Santa Fe New Mexican

To stop variant threat, scientists seek universal vaccine

- By Carolyn Y. Johnson

Volunteers are rolling up their sleeves to receive shots of experiment­al vaccines tailored to beat the omicron variant — just as the winter coronaviru­s surge begins to relent.

By the time scientists know whether those rebooted vaccines are effective and safe, omicron is expected to be in the rearview mirror. Already, mask mandates are easing. People are beginning to talk about normalcy.

The disconnect highlights the exhausting scientific chase of the last year — and the one that lies ahead. And it underscore­s a more pressing, overarchin­g conundrum: Is chasing the latest variant a viable strategy? Instead of testing and potentiall­y deploying a new shot when a new variant pops up, what if a single vaccine could thwart all iterations of this coronaviru­s and the next ones, too?

By now, rebooting vaccines to match a new variant is becoming part of scientific muscle memory. Drug companies made vaccines to fight beta, delta and now omicron. None of those shots has been needed yet, but to many scientists, it is a short-term, shortsight­ed and unsustaina­ble strategy.

“You don’t want to play this whack-a-mole approach,” said David R. Martinez, a viral immunologi­st at the University of North Carolina at Chapel Hill. “This could go on forever.”

The original shot has held up remarkably well, but there’s no guarantee how it will fare against the next variant. Scientists like Martinez want to end the cycle of catch-up.

They are inventing vaccines designed to foster broad protection — an immunity wall that will repel not only the variants of the coronaviru­s that we know about but those yet to emerge.

At minimum, the world needs a truly variant-proof vaccine. Even better would be a shot that would also stop a future pandemic, protecting against a yet-unknown coronaviru­s that will jump from animals into people in the years to come.

Some experts have questioned why there isn’t already an Operation Warp Speed for these universal vaccines.

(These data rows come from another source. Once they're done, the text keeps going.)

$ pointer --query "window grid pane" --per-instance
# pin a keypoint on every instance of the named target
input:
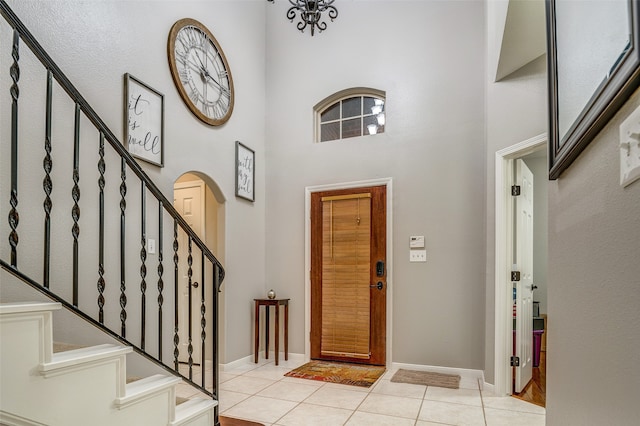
(351, 117)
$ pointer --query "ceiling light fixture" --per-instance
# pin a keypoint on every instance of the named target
(311, 13)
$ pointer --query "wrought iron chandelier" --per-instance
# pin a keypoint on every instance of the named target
(311, 13)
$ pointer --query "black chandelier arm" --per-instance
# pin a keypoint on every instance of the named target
(311, 13)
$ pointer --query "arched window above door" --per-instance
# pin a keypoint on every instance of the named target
(358, 111)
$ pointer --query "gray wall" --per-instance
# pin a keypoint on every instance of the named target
(433, 148)
(594, 291)
(95, 43)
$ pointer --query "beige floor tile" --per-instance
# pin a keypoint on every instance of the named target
(448, 413)
(260, 409)
(225, 377)
(330, 396)
(349, 387)
(497, 417)
(360, 418)
(288, 391)
(457, 396)
(391, 405)
(406, 390)
(315, 415)
(269, 371)
(245, 384)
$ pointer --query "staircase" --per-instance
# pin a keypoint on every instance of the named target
(86, 252)
(75, 387)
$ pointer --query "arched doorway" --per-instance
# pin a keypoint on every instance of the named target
(201, 202)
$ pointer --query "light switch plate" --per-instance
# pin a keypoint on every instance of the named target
(416, 241)
(630, 148)
(417, 255)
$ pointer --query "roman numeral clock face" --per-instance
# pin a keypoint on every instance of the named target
(200, 71)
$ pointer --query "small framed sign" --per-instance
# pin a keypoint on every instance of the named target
(143, 121)
(245, 172)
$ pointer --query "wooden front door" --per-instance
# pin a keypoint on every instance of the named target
(349, 275)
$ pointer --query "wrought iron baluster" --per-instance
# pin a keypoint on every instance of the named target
(101, 282)
(75, 194)
(203, 321)
(143, 257)
(190, 345)
(217, 273)
(160, 281)
(14, 217)
(47, 184)
(123, 285)
(176, 318)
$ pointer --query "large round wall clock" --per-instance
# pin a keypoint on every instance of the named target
(200, 71)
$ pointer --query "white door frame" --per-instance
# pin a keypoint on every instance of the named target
(504, 249)
(307, 256)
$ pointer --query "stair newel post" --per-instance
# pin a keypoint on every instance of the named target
(123, 285)
(101, 282)
(160, 281)
(143, 267)
(190, 321)
(47, 184)
(75, 210)
(203, 320)
(176, 318)
(14, 218)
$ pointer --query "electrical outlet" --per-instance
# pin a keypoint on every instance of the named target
(417, 255)
(630, 148)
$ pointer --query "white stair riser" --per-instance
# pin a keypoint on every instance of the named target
(78, 388)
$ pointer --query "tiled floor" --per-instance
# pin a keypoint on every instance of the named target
(260, 392)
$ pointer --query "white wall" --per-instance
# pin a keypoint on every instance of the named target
(428, 57)
(95, 43)
(516, 110)
(538, 164)
(594, 291)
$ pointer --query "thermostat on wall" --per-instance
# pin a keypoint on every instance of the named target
(416, 241)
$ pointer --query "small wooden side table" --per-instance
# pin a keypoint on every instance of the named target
(268, 303)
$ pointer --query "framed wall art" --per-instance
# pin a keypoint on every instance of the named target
(143, 121)
(245, 172)
(593, 59)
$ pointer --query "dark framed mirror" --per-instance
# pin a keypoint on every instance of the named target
(593, 60)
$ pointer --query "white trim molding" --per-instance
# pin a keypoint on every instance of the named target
(503, 246)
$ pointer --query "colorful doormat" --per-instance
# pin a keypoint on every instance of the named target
(337, 372)
(427, 378)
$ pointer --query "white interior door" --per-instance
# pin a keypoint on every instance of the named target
(188, 200)
(524, 263)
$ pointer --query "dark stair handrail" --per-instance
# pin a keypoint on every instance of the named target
(21, 33)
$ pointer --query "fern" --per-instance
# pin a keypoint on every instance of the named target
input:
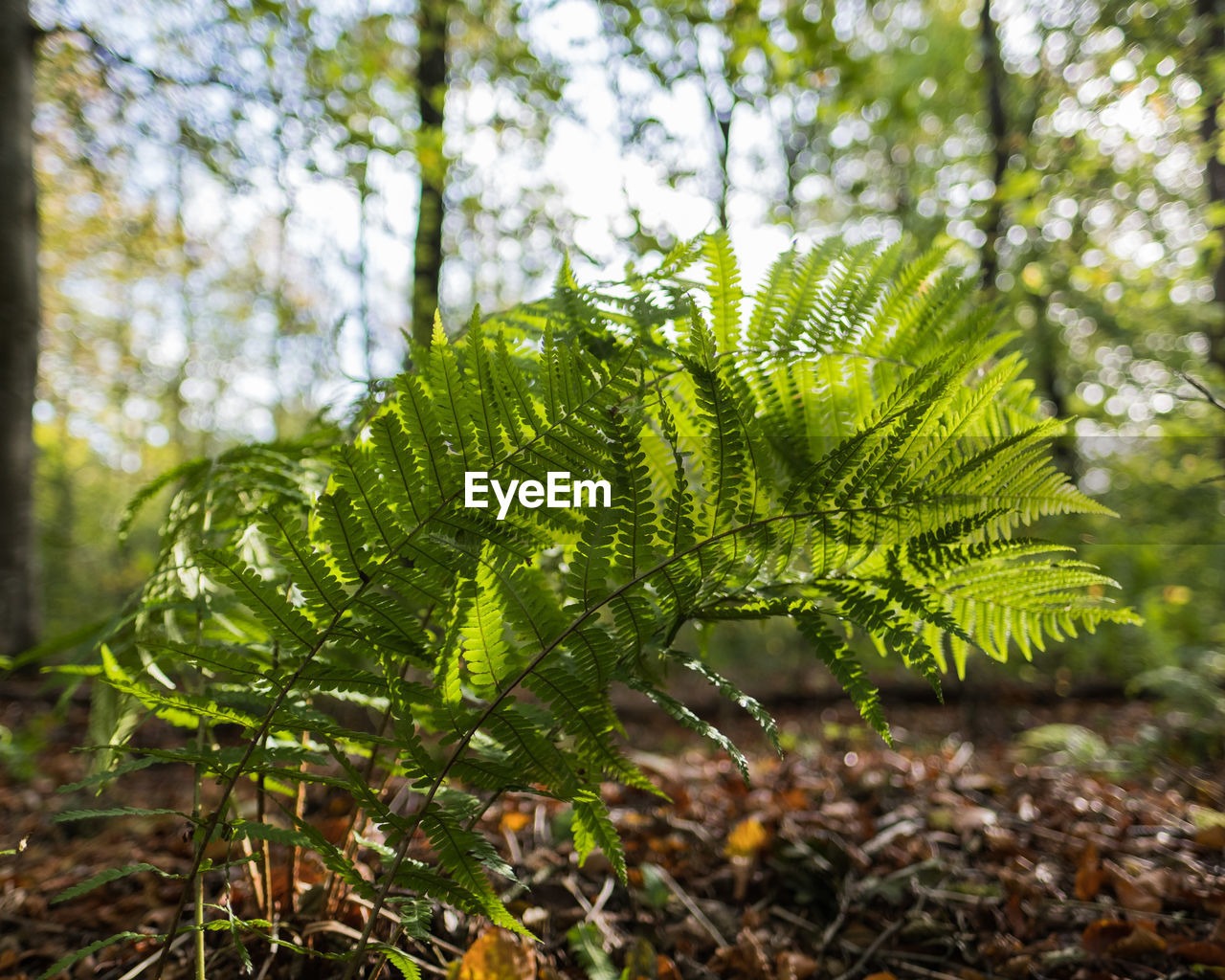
(847, 449)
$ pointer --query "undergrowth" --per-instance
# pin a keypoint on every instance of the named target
(848, 449)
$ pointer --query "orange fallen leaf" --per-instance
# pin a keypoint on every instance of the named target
(498, 954)
(1089, 875)
(1101, 936)
(746, 838)
(1142, 940)
(513, 821)
(1203, 953)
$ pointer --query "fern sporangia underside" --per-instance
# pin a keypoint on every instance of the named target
(845, 447)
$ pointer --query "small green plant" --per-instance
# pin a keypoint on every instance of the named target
(847, 449)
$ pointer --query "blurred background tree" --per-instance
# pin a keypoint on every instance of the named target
(246, 206)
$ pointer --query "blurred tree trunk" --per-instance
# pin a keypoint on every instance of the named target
(992, 222)
(433, 18)
(18, 329)
(1208, 74)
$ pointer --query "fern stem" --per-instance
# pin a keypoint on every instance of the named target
(471, 733)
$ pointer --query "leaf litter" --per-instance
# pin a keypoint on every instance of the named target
(961, 856)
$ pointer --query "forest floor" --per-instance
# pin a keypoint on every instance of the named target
(961, 853)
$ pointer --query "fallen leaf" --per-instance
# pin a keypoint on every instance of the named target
(746, 838)
(1203, 953)
(1142, 940)
(794, 967)
(1089, 876)
(498, 954)
(1101, 936)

Dr. Anthony Fauci, President Joe Biden’s chief medical adviser, stresses the need for patience, along with urgency. There are scientific gaps needing to be filled to build a vaccine that is broadly protective and lasts a long time — and the National Institutes of Health last fall awarded $36 million to groups trying to answer basic questions.

Flush with the success of the first vaccines, many scientists working on next-generation shots had been thinking big in 2021. Maybe they could make a vaccine that would repel not only the coronaviru­s and the original SARS, but also two coronaviru­ses that cause the common cold, Middle East respirator­y syndrome, as well as future bat coronaviru­ses that could jump into humans.

But making a single vaccine that works against such a wide range of viruses is tricky, and the beta, delta and then omicron variants recalibrat­ed some of that sweeping ambition.

Before developing a vaccine to stop the next pandemic, it became clear that a more modest goal — a variant-proof vaccine against the coronaviru­s — may be needed to help end this crisis.

“Omicron really has pointed us to say, ‘Hey, we’re not out of this epidemic, yet, and we don’t know what the future holds with this epidemic.’ We need to focus on what the next outbreak might be, but also make sure we’re covering any variant ... that would come up in the next three to five years,” said Barton Haynes, an immunologi­st and vaccine expert at Duke University School of Medicine.